A photograph flashed through Jarrod’s mind. A professional, military photograph. A captain with black hair and brown eyes. It was Quade. “Why?”
“He was my brother-in-law,” Sara began, and then went on to tell him about Brenda and Lisa, and how David’s death had affected them and her.
Jarrod needed time to think. Time to let the memories come without pushing too hard and arousing the rage. He needed to put all of the puzzle pieces together before he opened himself up to anyone, including Sara. “I don’t remember him.”
Disappointment flashed in Sara’s eyes. “It’s okay. I—I just needed to ask.”
Guilt stabbed him hard, and Jarrod dipped his head, capturing her hand between his shoulder and face. “I’m sorry, Sara.”
“Me, too.” She cupped his chin, squeezed, and then backed away. “Are you ready to go back inside?”
“I wish I could help you.” Resenting the straitjacket that kept him from taking her into his arms, he let her hear his sincerity. “I care about you, Sara.”
She sucked in a sharp breath, stared into his eyes, and let her breath out slowly. “Don’t. Please don’t.”

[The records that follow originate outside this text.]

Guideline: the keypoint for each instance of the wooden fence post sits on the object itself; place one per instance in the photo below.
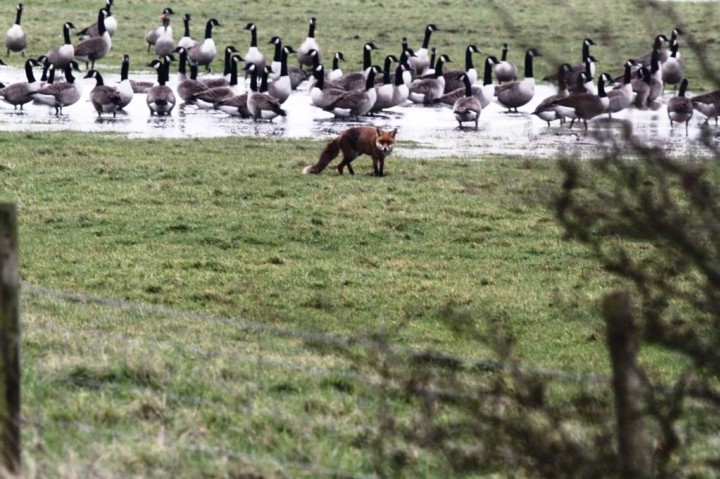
(10, 463)
(622, 340)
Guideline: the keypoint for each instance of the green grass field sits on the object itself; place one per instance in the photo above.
(208, 267)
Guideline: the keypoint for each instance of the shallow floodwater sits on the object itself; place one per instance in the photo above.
(433, 131)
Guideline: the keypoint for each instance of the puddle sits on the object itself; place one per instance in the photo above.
(433, 129)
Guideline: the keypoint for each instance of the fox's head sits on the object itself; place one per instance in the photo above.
(385, 140)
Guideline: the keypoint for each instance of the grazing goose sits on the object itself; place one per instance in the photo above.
(310, 43)
(19, 93)
(356, 80)
(152, 35)
(452, 77)
(124, 87)
(281, 88)
(515, 94)
(160, 98)
(356, 103)
(204, 53)
(505, 71)
(165, 44)
(427, 90)
(322, 95)
(680, 108)
(585, 106)
(621, 98)
(254, 55)
(15, 38)
(60, 56)
(104, 98)
(708, 104)
(94, 48)
(547, 110)
(60, 95)
(467, 108)
(571, 77)
(187, 42)
(110, 24)
(261, 105)
(421, 61)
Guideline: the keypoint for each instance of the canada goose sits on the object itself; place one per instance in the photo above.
(309, 44)
(427, 90)
(124, 87)
(15, 38)
(452, 77)
(281, 88)
(356, 103)
(621, 98)
(468, 107)
(60, 95)
(207, 99)
(708, 104)
(161, 99)
(421, 61)
(505, 70)
(680, 108)
(152, 35)
(104, 98)
(515, 94)
(187, 41)
(19, 93)
(94, 48)
(60, 56)
(547, 110)
(585, 106)
(204, 53)
(322, 95)
(571, 76)
(110, 24)
(165, 44)
(385, 90)
(261, 105)
(671, 68)
(254, 55)
(356, 80)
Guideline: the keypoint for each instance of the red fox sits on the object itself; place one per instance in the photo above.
(354, 142)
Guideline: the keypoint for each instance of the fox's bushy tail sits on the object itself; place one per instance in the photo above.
(330, 151)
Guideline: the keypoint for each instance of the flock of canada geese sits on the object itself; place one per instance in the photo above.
(414, 76)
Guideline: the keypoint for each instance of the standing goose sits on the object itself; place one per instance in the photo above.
(421, 61)
(467, 108)
(428, 90)
(505, 71)
(310, 43)
(15, 38)
(261, 105)
(547, 110)
(19, 93)
(94, 48)
(680, 108)
(60, 56)
(161, 99)
(621, 98)
(452, 77)
(515, 94)
(104, 98)
(585, 106)
(204, 53)
(708, 104)
(187, 42)
(60, 95)
(254, 55)
(356, 103)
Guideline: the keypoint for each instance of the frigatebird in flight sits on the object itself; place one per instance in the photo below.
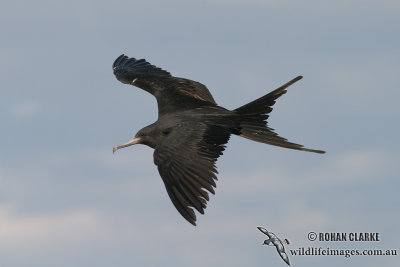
(192, 130)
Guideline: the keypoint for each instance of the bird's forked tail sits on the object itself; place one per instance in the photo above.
(254, 117)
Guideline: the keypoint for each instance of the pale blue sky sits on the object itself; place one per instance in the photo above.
(66, 200)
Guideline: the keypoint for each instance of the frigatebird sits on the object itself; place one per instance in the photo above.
(273, 240)
(192, 130)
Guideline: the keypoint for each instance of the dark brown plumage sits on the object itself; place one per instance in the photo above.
(192, 130)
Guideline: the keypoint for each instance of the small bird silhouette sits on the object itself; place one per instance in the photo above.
(273, 240)
(192, 130)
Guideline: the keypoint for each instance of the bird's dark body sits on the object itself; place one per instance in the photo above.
(192, 130)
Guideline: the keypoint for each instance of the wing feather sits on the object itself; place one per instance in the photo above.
(172, 93)
(186, 162)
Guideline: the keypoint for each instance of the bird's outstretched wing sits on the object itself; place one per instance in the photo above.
(277, 243)
(186, 162)
(172, 93)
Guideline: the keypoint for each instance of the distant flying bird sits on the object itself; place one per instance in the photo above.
(192, 130)
(273, 240)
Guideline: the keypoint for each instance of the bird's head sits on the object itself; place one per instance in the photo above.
(146, 136)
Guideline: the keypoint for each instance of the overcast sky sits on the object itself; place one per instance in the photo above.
(66, 200)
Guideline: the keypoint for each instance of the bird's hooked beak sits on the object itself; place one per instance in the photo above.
(134, 141)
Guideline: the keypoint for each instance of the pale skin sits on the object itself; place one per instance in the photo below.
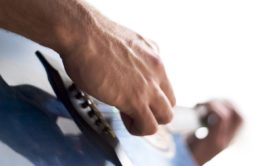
(110, 62)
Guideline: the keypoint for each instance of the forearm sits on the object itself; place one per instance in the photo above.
(58, 24)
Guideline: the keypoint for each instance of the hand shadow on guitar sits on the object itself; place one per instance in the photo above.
(28, 125)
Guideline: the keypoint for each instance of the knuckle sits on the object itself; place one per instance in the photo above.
(167, 118)
(150, 131)
(156, 61)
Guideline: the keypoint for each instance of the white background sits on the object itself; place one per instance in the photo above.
(214, 48)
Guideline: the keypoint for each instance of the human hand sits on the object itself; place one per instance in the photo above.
(221, 132)
(123, 69)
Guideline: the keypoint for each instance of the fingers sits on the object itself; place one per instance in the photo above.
(141, 122)
(167, 89)
(161, 108)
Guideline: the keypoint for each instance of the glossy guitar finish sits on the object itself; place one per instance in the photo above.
(163, 148)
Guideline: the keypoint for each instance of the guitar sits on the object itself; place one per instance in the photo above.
(36, 128)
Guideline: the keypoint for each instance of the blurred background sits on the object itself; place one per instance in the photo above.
(214, 49)
(210, 48)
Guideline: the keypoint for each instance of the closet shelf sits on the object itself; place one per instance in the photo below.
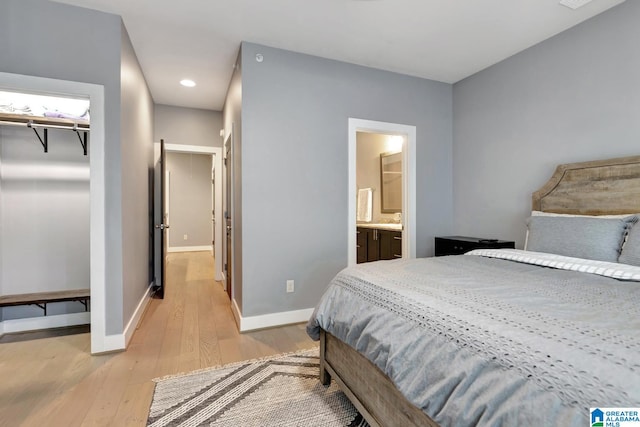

He cared, but he didn’t want to care. About her, about anyone. Caring brought memories. Memories, pain. Pain, the rage. He hated the rage. Yet Sara was different. He knew her inside. Deep. He knew the risks, and he cared anyway. “Why not?”
“Because it isn’t right.” She looked down at her feet.
“It isn’t wrong,” he countered. “I know what I feel, whether I want to feel it or not. I’m not crazy.”
“I know.” She studied the grass. “It’s not that.”
“Then what is it?”
She glared at him. “I’m your doctor, for God’s sake.”
“That’s not pertinent. Fontaine was my doctor, but I don’t care about him.”
“It
is
pertinent.” Licking at her lips, she began pacing before him. “You’re supposed to be able to trust me implicitly. There are boundaries I’m not supposed to cross. I’m not supposed to—”
“To hell with the boundaries.” Jarrod stood up, shrugged out of the jacket, then tossed it to the seat of the wheelchair.
“You’re, um, supposed to keep that on.” Sara stared up at him, wide-eyed.
“To hell with boundaries.” He circled her with his arms, pulled her to him, and kissed her hard. He tasted her surprise, her fear, and her longing. He hadn’t been mistaken. She cared. Of course she cared.
His heart thudding hard, he pulled back to look into her eyes. “Tell me, Sara,” he whispered. “I feel it, but I want to hear you say it. Tell me you care about me, too.”
She did. She shouldn’t. It wasn’t right, but she did. She backed away and smoothed down her lab coat with a shaky hand. “You weren’t supposed to take off the jacket, Joe.”
“Damn it, Sara. I just kissed you, and you kissed me back. Forget the jacket and all the supposed-tos and just damn tell me you care about me.”
Oh, but she wished she could. How she wished it. But she couldn’t do it. Not without it costing her and him. She would deny him because she had to, but she damn well couldn’t look him in the eye while she did it. “We’ve, um, got to go back now.”
“No.” He gripped the chair, stopped it from moving. “Tell me, Sara. Don’t deny the truth. Don’t you lie to me, too.”